Defensins, whose expression is modulated by estrogen, are 2–6 kDa, cationic, antibacterial peptides active against many Gram-negative and Gram-positive bacteria. We conducted GMB analysis in NOD offspring exposed to GEN during in utero and lactation and found that GMB from postnatal day (PND) 90 female offspring was significantly altered following perinatal GEN exposure with an increased level of Enterobacteriales (Genus), suggesting a pro-inflammatory response. Some members of the Enterobacteriaceae (e.g., E. coli) produce endotoxins that are an etiopathogenic agent of type 1 diabetes. In the NOD ileum, E. coli was the sole bacterium correlating with the insulitis score (Sane et al., 2018). Significantly, higher levels of Enterobacteriaceae genera and species were found in children with autism than healthy children (De Angelis et al., 2013). Moreover, compared with healthy subjects, serum levels of endotoxin were significantly higher in autistic patients, and inversely and independently correlated with socialization scores on the Vineland Adaptive Behavior Scales (VABS) and ADI-R Domain A score (social) (Emanuele et al., 2010). In addition, animal studies have shown that early exposure to GEN can lead to altered brain development and behavioral abnormalities (Ponti et al., 2017), and girls exposed during infancy to soy formula show reduced female-typical play behavior (Adgent, Daniels, Edwards, Siega-Riz, & Rogan, 2011). Taken together, developmental exposure to GEN might be harmful, which is dependent on sex.

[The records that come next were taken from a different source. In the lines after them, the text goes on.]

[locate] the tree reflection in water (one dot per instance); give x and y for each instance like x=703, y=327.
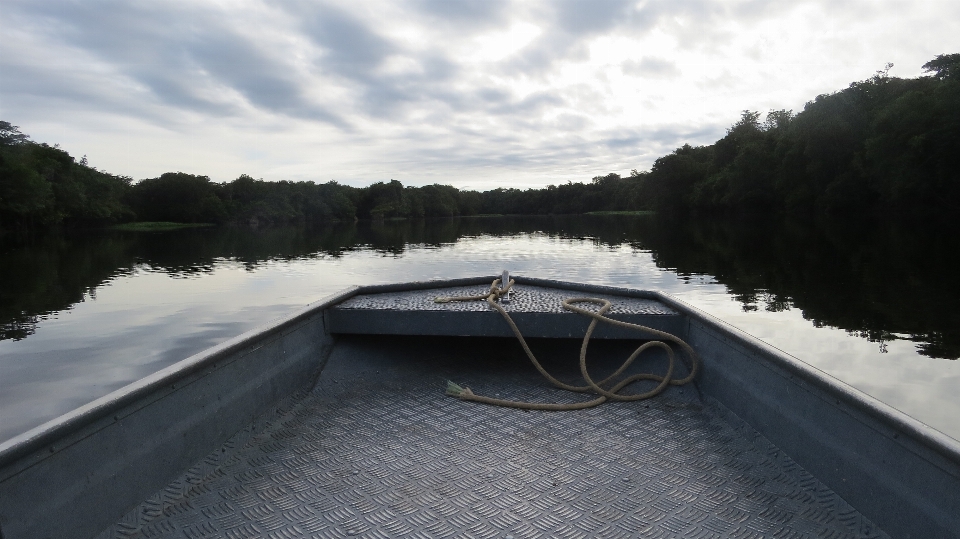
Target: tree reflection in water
x=879, y=282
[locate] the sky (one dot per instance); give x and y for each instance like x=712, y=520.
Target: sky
x=475, y=94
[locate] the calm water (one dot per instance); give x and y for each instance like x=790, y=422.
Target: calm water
x=82, y=315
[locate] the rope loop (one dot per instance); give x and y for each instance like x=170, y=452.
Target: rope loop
x=602, y=388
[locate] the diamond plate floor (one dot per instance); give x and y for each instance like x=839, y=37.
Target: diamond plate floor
x=377, y=451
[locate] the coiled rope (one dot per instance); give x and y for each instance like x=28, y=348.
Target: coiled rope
x=604, y=393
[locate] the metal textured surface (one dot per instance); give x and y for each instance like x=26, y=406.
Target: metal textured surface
x=523, y=298
x=376, y=451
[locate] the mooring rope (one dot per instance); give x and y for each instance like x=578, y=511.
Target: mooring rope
x=612, y=393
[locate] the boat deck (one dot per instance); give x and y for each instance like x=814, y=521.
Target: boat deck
x=376, y=450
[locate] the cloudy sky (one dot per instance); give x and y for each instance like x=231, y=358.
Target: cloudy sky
x=476, y=94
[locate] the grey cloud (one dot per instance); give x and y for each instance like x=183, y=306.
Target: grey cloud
x=179, y=61
x=650, y=67
x=465, y=13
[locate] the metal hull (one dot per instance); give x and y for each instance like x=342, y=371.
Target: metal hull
x=78, y=475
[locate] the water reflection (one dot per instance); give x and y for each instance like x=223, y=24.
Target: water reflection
x=881, y=284
x=85, y=314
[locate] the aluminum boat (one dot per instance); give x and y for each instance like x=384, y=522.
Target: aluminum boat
x=334, y=422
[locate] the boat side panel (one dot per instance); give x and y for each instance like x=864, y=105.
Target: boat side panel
x=903, y=486
x=84, y=482
x=490, y=324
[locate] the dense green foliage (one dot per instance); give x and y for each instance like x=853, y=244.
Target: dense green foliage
x=42, y=185
x=882, y=146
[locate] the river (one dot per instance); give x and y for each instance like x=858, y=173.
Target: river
x=84, y=313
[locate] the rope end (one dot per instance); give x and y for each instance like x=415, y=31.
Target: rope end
x=453, y=389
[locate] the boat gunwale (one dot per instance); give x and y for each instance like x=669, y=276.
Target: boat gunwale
x=872, y=407
x=62, y=426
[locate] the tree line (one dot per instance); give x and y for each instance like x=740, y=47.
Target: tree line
x=882, y=146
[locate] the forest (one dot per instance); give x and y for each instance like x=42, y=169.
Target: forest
x=884, y=146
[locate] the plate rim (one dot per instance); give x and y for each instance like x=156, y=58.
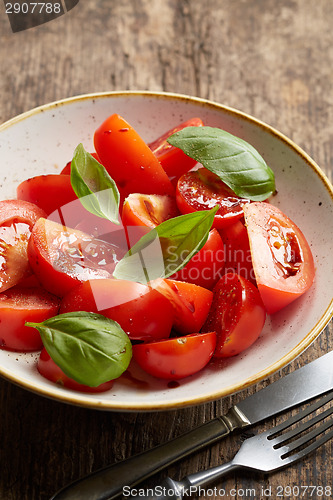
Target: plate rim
x=82, y=400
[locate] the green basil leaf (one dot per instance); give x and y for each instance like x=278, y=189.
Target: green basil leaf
x=233, y=160
x=88, y=347
x=166, y=248
x=93, y=185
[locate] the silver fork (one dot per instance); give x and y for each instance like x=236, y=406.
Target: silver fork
x=265, y=452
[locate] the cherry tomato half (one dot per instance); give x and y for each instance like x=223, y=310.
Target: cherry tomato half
x=202, y=190
x=237, y=253
x=18, y=305
x=128, y=159
x=141, y=311
x=173, y=160
x=148, y=209
x=62, y=257
x=191, y=303
x=237, y=315
x=177, y=357
x=206, y=267
x=49, y=192
x=16, y=221
x=281, y=256
x=50, y=370
x=67, y=168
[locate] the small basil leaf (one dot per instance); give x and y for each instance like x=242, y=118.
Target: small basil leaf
x=93, y=185
x=233, y=160
x=88, y=347
x=167, y=248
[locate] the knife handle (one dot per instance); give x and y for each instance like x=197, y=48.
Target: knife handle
x=108, y=483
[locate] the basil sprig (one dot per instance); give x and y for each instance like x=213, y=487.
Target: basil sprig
x=167, y=248
x=233, y=160
x=93, y=185
x=88, y=347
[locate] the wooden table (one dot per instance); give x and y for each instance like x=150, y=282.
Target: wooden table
x=271, y=59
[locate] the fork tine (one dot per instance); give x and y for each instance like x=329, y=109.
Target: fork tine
x=296, y=418
x=280, y=440
x=307, y=450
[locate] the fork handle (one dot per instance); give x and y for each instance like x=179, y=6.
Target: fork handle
x=108, y=483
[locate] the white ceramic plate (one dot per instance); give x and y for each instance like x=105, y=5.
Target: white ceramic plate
x=43, y=140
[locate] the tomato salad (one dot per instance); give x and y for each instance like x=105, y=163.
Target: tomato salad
x=164, y=254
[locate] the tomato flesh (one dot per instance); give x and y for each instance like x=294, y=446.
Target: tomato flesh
x=67, y=168
x=148, y=210
x=203, y=190
x=173, y=160
x=49, y=192
x=176, y=358
x=206, y=267
x=62, y=257
x=281, y=256
x=238, y=257
x=141, y=311
x=237, y=315
x=128, y=159
x=19, y=305
x=16, y=221
x=191, y=304
x=50, y=370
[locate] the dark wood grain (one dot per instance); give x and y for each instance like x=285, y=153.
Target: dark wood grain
x=271, y=59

4. Conclusions and Future Directions

The fundamental question driving the GMB field is - how do differences in microbial composition among individuals (i.e., interindividual diversity) affect human health and disease? It has been suggested that there are likely four major patterns of interindividual variability in GMB functions (Rosen & Palm, 2017). Type I functions show very low interindividual variability among humans. Type II functions are normally distributed among the population but show a wider range of variability, and the host can tolerate a broader range of activity. Type III functions are present in the majority of humans but absent in a small population. Type IV functions are present in a minority of individuals and absent in the majority. Future studies should focus on categorizing GMB and metabolite functions by type, which may not only help delineate the roles of specific microbial activities, or even microbes themselves, in health and diseases, but also act as a guide for which functions should be targeted therapeutically. A better understanding of the roles of GMB in neuroendocrine and neuroimmune interactions following exposure to endocrine modulating chemicals will permit individuals seeking dietary supplements to make better-educated choices. This is especially true for IBD, a chronic recurrent inflammatory disease in which sex hormones play an important role in its prevalence (Shah et al., 2018). If GMB contributes to neuroendocrine and neuroimmune interactions, therapeutics including prebiotics, probiotics, fecal transplants, isoflavone supplements or remediation strategies may be designed to induce/prevent such GMB alterations and thereby improve neurobehavioral outcomes.